The third possibility is a hybrid of the first two. That is, the predictive factors are imperfect proxies for age. If so, factor model weights will reflect some, but not all, of the effects of age on performance. Here, as in the second case, one would not expect individuals of different ages but with the same scores to perform equivalently; however, the expected differences in performance will be smaller than in the second case, in which the predictive factors absorb none of the age effects.
In the cases just described, the issue is the extent to which the predictive factors in the model represent, or "absorb," the effects of age. For the most part, the extent will depend upon the correlations between age and the predictive factors in the model. If the correlations are high, one would expect the model to absorb much of the effects of age; if the correlations are low, one would expect the model to absorb little of those effects.

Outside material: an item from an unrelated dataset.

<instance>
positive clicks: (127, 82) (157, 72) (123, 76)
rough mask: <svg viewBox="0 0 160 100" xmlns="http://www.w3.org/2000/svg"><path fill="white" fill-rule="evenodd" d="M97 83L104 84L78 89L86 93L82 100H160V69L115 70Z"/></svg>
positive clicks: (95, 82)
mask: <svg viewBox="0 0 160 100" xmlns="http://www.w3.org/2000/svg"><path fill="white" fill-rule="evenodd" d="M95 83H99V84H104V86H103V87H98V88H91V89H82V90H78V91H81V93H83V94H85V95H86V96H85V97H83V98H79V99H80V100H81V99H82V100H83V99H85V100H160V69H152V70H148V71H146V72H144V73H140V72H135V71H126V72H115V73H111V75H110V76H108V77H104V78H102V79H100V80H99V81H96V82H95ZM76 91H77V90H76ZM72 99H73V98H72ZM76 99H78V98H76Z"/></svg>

The above discussion defines "effect" as used in the term "differential effect." The "differential" portion of the term is a relative concept used for subgroups of a population, not a population as a whole. It focuses on the portion of the effect of a characteristic that is absorbed by other characteristics. Specifically, use of model A can be defined to have differential effect for a specific subgroup, such as younger individuals, relative to model B as follows: The absorbed component of the age effect in model A is larger than the absorbed component of the age effect in model B, and, as a consequence, younger individuals have lower credit scores (that is, higher risk assessments) with model A, controlling for credit performance, than when model B is used.
Defined this way, differential effect will generally be a zero-sum outcome. For example, if good credit performance is positively related to age, then the less a credit-scoring model absorbs age effects, the higher the scores of younger individuals will be. Alternatively, the more a model absorbs the age effects, the higher the scores of older individuals will be. If younger individuals were the focus of attention, then use of a credit-scoring model that absorbs a substantial portion of the age effect would be described as having a differential effect for that group as compared with a model in which less of the age effect is absorbed.
In general, the subgroups that, all else being equal, perform worse will be those most likely to show negative differential effect when a group characteristic is used. However, patterns can be complex. Totally different groups may be affected when a credit-scoring model absorbs the effects of a population characteristic if they happen to have credit profiles similar to those of the portion of the population group with poor performance. For example, if older recent immigrants have short credit histories (as do younger individuals), and length of credit history earns a place in a credit-scoring model only because it absorbs the impact of age, then older recent immigrants may also experience a differential effect from the use of this credit characteristic. In this case, the adversely affected subgroup need not show poor performance.
The concept of differential effect used here applies only to the group as a whole; the outcomes for specific individuals will vary when different models are employed. It is only on average that younger individuals will be more adversely affected (receive lower scores) the more a model absorbs age. Depending upon their specific financial experiences, some younger individuals may have higher scores the more age is absorbed into the model.